LinuxQuestions.org
Visit Jeremy's Blog.
Home Forums Tutorials Articles Register
Go Back   LinuxQuestions.org > Forums > Non-*NIX Forums > Programming
User Name
Password
Programming This forum is for all programming questions.
The question does not have to be directly related to Linux and any language is fair game.

Notices


Reply
  Search this Thread
Old 12-03-2007, 03:29 AM   #1
naren_0101bits
Member
 
Registered: Jul 2004
Location: Guntur
Posts: 44

Rep: Reputation: 15
Help needed in removing intermediate segments from a pipe delimited segment file


Hi,

I just stuckup in doing some regular expressions on a file.

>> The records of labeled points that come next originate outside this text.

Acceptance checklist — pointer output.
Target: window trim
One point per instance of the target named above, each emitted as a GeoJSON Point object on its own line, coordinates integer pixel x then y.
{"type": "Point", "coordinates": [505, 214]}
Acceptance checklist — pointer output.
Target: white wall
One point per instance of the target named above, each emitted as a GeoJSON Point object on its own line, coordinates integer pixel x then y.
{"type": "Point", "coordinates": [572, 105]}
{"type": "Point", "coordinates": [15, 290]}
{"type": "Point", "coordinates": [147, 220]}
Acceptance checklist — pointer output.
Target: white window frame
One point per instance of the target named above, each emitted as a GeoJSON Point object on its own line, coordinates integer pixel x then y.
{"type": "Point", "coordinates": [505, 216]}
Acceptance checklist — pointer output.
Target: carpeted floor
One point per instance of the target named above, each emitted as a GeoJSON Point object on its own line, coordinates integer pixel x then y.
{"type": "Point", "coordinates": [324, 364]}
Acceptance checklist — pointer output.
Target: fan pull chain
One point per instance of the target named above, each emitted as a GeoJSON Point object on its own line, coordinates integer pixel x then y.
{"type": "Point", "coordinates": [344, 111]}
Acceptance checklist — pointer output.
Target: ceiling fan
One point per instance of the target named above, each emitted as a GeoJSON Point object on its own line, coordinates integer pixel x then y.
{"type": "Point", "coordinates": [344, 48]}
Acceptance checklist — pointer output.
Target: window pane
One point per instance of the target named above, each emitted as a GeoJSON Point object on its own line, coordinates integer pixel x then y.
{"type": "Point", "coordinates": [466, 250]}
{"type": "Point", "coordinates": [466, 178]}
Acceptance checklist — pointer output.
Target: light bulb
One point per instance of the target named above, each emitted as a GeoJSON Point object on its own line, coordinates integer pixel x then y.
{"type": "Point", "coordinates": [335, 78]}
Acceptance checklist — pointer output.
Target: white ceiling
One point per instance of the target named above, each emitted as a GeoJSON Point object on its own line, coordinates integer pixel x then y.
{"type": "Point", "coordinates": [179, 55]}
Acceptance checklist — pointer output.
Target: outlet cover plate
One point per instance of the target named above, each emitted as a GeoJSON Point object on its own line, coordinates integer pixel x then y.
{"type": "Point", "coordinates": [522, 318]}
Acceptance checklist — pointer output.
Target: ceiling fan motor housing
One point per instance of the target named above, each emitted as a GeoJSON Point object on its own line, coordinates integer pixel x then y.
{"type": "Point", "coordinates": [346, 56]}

I have data which has multiple FHS and BTS segments like:

FHS|12121|LOCAL|2323
MSH|10101|POTAMAS|2323
PID|121221|THOMAS|DAVID|23432
OBX|2342|H1211|3232
BTS|0000|MERSTO|LIABLE
FHS|12121|LOCAL|2323
MSH|10101|POTAMAS|2323
PID|121221|THOMAS|DAVID|23432
OBX|2342|H1211|3232
BTS|0000|MERSTO|LIABLE
FHS|12121|LOCAL|2323
MSH|10101|POTAMAS|2323
PID|121221|THOMAS|DAVID|23432
OBX|2342|H1211|3232
BTS|0000|MERSTO|LIABLE

I am trying to have an output which will have only one FHS at the beginning and one BTS in the ending.
And all other FHS and BTS in the middle should be deleted.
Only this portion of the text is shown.